As the Customer Success Manager at Securicy, a huge part of my job is to recommend the steps for implementing an information security program. So, I’ve seen first-hand what happens when companies fail to implement programs successfully. Policies and procedures are the foundation of any program. Why policies and procedures? Let’s find out.
Sets a Baseline
At Securicy we have helped many companies develop and implement information security programs. We always recommend starting with policies and procedures as the first step in the implementation as it helps set the baseline for your infosec program. If you try to implement a program without the framework and guidance of policies and procedures, how can your program be successful?
Policies and procedures outline every team member’s responsibilities at your company, from the CEO to the newly hired intern. These documents will help your company by defining best practices that secure not only your company and employees but also your reputation and client data.
As your company grows, you may be required to have a formal audit performed or to demonstrate proof of your information security program. Your policies and procedures demonstrate to auditors or prospective clients that you take security seriously and have a defined program within your company. Trying to develop and implement policies and procedures in a rush to meet a deadline for an audit will only lead to issues in the future.
Taking your time to set the baseline of your information security program will help to not only secure your company but will allow your company to grow and secure new business.
Helps to Engage Your Employees
Policies and procedures define who does what in the security program. We have touched on the concept of making information security as part of your company culture. Your employees are on the front lines and, in most cases, are the weakest link when it comes to your infosec program.
Once your policies and procedures are defined they outline what your employees are responsible for, educates them on the best practices, and can be a method for explaining why your company takes security seriously.
If your employees do not understand why they need to use secure passwords, why they should not give away confidential information to anyone who asks, or what they need to do to secure themselves or your company it may lead to an eventual data loss or a possible security incident. Your employees not knowing what a qualifies as a security incident is or the process for reporting the incident could lead to fines, legal issues, or a decline in your company’s reputation.
Having policies and procedures defined, communicated, and actively reviewed helps to not only engage your employees with the infosec program but secures your company at the same time.
Hope for the best and never implement anything is the wrong strategy
It will never be a great time to start implementing an infosec program. It will be time-consuming, can cause unexpected costs, and can delay business. Many companies for the best possible time to implement something or want to try an implement everything quickly at one time. This usually leads to poor or short-lasting results.

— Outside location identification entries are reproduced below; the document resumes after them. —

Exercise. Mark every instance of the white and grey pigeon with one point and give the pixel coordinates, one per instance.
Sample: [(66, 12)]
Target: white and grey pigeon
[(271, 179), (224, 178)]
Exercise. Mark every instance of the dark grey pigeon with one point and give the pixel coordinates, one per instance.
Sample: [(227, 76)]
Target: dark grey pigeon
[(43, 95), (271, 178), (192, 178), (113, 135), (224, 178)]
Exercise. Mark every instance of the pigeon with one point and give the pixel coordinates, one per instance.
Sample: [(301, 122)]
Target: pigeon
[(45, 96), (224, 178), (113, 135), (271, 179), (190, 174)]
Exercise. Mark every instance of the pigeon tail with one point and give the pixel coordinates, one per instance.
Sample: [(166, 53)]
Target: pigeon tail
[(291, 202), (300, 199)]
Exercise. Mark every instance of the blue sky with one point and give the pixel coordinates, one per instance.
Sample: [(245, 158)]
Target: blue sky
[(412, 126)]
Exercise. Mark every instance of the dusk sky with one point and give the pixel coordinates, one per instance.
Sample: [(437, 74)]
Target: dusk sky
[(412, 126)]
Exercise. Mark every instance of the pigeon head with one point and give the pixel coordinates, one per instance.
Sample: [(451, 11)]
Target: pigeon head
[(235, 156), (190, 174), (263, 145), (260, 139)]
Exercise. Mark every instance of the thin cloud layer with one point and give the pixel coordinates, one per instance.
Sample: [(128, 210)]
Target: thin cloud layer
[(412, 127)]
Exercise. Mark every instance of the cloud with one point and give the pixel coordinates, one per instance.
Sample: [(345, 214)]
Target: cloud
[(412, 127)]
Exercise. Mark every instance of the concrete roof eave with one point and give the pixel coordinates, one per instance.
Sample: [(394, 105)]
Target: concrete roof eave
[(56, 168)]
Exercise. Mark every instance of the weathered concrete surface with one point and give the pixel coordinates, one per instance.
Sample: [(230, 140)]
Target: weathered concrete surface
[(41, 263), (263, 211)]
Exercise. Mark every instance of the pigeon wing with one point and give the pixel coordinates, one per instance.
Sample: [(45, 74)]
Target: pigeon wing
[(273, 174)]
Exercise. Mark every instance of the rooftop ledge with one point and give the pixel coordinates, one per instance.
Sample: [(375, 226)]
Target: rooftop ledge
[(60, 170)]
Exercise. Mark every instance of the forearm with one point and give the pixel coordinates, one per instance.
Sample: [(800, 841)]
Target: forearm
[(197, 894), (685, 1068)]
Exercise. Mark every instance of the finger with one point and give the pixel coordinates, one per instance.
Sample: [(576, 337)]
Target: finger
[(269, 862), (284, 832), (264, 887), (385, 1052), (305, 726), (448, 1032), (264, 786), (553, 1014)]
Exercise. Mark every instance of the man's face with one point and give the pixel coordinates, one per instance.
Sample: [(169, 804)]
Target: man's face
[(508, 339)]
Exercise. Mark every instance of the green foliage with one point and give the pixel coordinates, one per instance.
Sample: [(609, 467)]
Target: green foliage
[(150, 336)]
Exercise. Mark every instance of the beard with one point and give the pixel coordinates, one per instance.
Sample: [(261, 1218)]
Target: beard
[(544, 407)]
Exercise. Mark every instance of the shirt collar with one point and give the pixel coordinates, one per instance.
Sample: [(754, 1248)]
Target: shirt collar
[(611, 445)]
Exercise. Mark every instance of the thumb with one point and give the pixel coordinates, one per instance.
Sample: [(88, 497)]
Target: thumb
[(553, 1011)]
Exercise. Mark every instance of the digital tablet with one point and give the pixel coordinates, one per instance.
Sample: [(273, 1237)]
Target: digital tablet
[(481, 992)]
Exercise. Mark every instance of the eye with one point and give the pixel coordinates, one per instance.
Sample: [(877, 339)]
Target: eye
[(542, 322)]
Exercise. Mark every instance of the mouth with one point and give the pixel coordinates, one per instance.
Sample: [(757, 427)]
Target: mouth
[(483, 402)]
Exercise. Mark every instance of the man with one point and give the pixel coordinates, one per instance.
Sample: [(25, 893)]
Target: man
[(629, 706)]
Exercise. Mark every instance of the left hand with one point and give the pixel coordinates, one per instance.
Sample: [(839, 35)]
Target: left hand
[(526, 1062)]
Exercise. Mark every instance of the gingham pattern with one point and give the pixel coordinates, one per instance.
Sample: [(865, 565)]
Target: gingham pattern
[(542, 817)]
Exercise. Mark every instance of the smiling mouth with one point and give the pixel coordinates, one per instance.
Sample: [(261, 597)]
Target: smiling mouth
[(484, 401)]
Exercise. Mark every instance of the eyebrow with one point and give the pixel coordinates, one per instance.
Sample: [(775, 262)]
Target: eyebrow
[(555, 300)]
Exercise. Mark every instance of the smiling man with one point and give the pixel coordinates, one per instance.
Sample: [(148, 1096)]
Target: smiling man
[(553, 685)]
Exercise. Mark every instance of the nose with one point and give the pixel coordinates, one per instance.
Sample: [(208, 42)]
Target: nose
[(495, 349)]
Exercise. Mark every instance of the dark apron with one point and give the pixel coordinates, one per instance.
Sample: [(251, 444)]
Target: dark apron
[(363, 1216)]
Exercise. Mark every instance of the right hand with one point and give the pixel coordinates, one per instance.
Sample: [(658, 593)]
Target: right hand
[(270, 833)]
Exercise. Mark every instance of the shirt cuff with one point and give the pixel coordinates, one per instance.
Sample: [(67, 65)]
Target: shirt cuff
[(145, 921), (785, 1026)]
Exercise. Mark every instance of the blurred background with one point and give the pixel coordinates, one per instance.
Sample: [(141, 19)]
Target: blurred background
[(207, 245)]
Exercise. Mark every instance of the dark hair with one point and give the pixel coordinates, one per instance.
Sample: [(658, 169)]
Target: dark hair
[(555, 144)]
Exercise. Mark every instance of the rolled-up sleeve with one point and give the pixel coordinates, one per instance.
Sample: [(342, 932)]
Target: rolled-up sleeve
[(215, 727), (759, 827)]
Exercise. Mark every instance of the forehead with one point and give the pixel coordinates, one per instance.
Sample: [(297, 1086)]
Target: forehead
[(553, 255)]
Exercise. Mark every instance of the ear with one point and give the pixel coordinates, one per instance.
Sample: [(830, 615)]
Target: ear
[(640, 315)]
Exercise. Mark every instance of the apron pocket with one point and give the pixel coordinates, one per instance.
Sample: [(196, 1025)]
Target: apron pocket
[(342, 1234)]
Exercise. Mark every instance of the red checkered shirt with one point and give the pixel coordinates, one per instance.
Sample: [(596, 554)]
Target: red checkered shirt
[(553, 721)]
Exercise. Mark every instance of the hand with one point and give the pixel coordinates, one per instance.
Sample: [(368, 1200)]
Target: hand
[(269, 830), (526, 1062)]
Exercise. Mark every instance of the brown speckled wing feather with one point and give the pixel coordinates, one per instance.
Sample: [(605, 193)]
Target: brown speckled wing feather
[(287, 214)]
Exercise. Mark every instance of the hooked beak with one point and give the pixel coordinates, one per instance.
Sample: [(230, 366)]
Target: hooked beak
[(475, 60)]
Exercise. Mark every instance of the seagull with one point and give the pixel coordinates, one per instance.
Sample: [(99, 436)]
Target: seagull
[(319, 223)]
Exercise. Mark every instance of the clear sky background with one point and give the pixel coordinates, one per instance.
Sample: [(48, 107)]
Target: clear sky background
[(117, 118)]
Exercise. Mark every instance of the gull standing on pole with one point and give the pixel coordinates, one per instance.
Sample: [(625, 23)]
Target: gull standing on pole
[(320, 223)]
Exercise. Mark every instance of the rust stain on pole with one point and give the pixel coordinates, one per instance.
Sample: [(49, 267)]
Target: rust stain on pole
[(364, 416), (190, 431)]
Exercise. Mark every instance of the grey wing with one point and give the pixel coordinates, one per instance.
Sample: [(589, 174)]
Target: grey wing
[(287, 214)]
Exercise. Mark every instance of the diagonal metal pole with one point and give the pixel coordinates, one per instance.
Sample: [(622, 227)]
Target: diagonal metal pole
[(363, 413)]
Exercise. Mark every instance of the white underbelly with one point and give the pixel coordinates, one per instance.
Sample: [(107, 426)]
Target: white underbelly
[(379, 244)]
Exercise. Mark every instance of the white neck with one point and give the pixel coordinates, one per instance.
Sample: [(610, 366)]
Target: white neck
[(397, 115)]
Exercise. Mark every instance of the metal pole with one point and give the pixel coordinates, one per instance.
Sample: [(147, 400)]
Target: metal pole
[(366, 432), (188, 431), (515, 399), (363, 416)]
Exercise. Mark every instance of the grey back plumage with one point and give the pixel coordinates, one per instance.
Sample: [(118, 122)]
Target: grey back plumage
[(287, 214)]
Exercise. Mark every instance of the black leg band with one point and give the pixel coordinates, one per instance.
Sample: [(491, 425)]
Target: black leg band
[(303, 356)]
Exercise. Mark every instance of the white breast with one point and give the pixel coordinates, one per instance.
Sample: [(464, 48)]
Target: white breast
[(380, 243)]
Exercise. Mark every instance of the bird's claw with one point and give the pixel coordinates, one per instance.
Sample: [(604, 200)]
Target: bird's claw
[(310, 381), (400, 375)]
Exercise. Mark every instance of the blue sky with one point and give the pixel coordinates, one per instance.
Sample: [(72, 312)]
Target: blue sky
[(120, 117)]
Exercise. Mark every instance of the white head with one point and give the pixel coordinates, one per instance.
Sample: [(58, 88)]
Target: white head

Infosec programs take time and patience. Policies and procedures can help set the baseline and will provide, at the very least, basic information security best practices in your company. Starting with the policies and procedures helps to break a large project of eventual audits and certifications into a smaller section. It will also help to address shortcomings that will be brought to light when implementing your policies and procedures.
Start with your policies and procedures and go from there. Do not wait for the perfect time to implement your program because there is no perfect time. Starting with the first step of having policies and procedures will then lead you to grow and develop the program as your company scales.
Understanding the consequences of what can happen if you do not follow your company’s information security program is vital.
Each employee has the responsibility of representing and securing your company, they must understand how important it is in relation to their daily activities at your company. Defining the disciplinary actions, such as the denial of access, legal penalties, and/or dismissal helps to outline what can happen if you fail to take security seriously.
Employees should be aware of what a violation of security policies is and that it must be reported to their supervisor or other authorized representative. All employees need to be held accountable and are not be above any policy.